Thursday, November 02, 2006

Do Restaurants Trigger Binge Eating?

Hot off the Reuters newswire is a story about how perhaps eating at restaurants triggers binge eating.

The story builds off a paper by Dr. Gayle M. Timmerman from the University of Austin Texas who published a study on the matter in the Western Journal of Nursing Research.

In the study Dr. Timmerman utilized food diaries to track the dietary intake of 71 self-reported binge eaters and 46 dieters who don't have a bingeing history. They then tracked calories consumed in restaurants by bingers and non-bingers and concluded that binge eaters were more likely to binge in restaurants.

I have two major problems with the study.

The first is the fact that food diary work is notoriously inaccurate in terms of intake, but more importantly, food diary work is often extremely stressful and difficult for patients who truly suffer with binge eating disorder. The fact that only 3 of the 117 food diaries were excluded due to questionable content to me suggests immediately that something's up with this study because there's no way that if you asked 117 folks to keep a food diary, that 97.5% actually kept them, let alone kept them accurately enough to be worth inclusion into a study.

The second problem I have is that what was not included in the analysis was daily caloric distribution.

One of the primary triggers for binge eating behaviours is hunger. The most common cause of hunger in our society is meal and snack skipping. While the study did control for total daily calories, not discussing caloric distribution to me makes it impossible to interpret the results.

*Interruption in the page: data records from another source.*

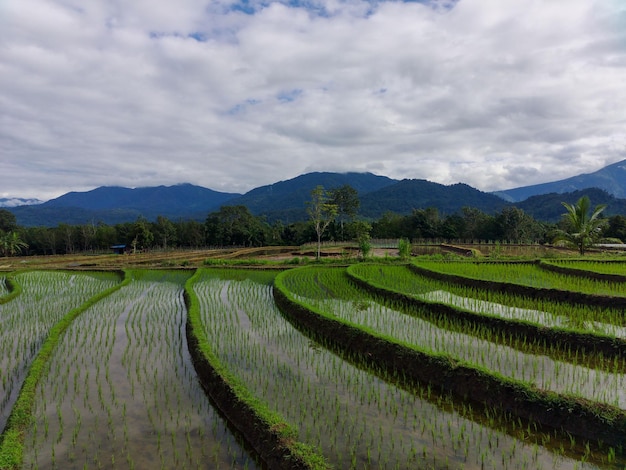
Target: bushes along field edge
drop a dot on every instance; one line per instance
(12, 439)
(608, 346)
(14, 288)
(267, 432)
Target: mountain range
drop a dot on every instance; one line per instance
(286, 200)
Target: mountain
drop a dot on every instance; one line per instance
(286, 201)
(406, 195)
(611, 178)
(18, 201)
(112, 205)
(548, 207)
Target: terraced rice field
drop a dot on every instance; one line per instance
(120, 389)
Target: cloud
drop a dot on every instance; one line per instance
(233, 95)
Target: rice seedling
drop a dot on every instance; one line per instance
(4, 288)
(355, 417)
(336, 295)
(121, 392)
(617, 267)
(527, 274)
(26, 320)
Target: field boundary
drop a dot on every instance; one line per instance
(579, 417)
(608, 346)
(273, 439)
(12, 438)
(581, 272)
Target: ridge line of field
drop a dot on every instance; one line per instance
(266, 431)
(605, 301)
(609, 346)
(14, 288)
(586, 273)
(12, 438)
(579, 417)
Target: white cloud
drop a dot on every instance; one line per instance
(493, 94)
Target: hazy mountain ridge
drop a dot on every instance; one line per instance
(18, 201)
(611, 178)
(286, 200)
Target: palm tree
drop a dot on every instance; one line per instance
(11, 243)
(584, 229)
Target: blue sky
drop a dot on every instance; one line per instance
(233, 95)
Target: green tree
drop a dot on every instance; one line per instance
(322, 212)
(616, 228)
(346, 198)
(142, 236)
(11, 243)
(165, 231)
(235, 225)
(583, 230)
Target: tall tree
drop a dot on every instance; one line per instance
(346, 198)
(8, 222)
(11, 243)
(165, 231)
(583, 229)
(322, 212)
(235, 225)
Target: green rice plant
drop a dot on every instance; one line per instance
(46, 297)
(120, 389)
(542, 371)
(526, 274)
(358, 419)
(617, 267)
(4, 287)
(517, 312)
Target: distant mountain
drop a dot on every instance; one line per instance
(548, 207)
(286, 200)
(18, 201)
(611, 178)
(406, 195)
(112, 205)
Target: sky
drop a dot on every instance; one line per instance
(236, 94)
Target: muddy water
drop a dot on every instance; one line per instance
(358, 420)
(26, 320)
(122, 393)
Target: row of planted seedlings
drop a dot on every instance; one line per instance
(607, 269)
(26, 319)
(119, 389)
(356, 416)
(4, 286)
(527, 385)
(573, 333)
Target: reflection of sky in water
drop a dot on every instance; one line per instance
(515, 313)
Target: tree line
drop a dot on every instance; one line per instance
(333, 216)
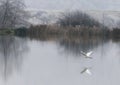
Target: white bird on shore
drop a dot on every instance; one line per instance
(86, 70)
(87, 55)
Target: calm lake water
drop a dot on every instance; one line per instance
(25, 61)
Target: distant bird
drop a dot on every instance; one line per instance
(86, 70)
(87, 55)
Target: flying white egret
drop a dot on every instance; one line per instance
(87, 55)
(86, 70)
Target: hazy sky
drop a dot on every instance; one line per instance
(74, 4)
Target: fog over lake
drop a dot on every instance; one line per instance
(25, 61)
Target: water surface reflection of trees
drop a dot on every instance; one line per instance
(11, 51)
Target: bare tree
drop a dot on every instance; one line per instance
(12, 13)
(77, 18)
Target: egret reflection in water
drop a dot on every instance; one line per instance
(11, 51)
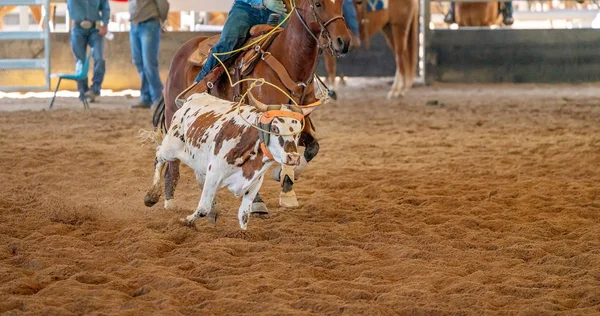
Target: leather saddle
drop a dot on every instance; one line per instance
(250, 55)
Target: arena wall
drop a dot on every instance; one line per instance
(467, 56)
(120, 72)
(520, 56)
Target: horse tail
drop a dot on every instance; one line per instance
(159, 118)
(413, 41)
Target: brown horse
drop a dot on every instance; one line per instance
(296, 48)
(477, 14)
(400, 26)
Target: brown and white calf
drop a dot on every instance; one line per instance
(210, 136)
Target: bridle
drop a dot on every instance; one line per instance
(323, 25)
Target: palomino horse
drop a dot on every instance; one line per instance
(477, 14)
(296, 48)
(400, 25)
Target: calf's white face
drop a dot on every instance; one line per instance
(283, 143)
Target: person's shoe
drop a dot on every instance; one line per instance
(449, 17)
(91, 95)
(140, 105)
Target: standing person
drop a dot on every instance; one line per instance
(351, 18)
(507, 12)
(90, 21)
(146, 17)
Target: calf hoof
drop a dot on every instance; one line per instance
(259, 208)
(188, 221)
(152, 196)
(150, 200)
(332, 94)
(212, 217)
(244, 222)
(170, 204)
(288, 200)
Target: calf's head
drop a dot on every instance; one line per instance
(284, 124)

One of the most commonly adopted backfiring strategies for many dieters involves the notion that if they know they're going to go out for dinner, they'll cut back on their daytime calories to compensate for those they'll consume at night. Often this will involve skipping meals or skipping snacks or purposely having very light meals that day.

This of course then leads to hunger and combining hunger with a restaurant and a predisposition to binge eating is a recipe for.......you guessed it, binge eating.

Dr. Timmerman concludes that,

"Restaurants provide ample delicious food cues which when coupled with negative emotions provide a high risk environment that challenges non-purge binge eaters' control of food intake."

I would likely want the data reanalyzed for frequency of meals, distribution of protein and I imagine the conclusion that would then be drawn would look something like,
"Restaurants provide ample delicious food cues which when coupled with meal skipping, snack skipping and hunger provides a high risk environment that challenges everyone's, especially binge eaters', control of food intake."

As I've said many times before - you don't crave green leafy salads when you're hungry.

Best advice I can give is the same advice I give my patients:

Never sit down to any meal, especially a restaurant meal, hungry.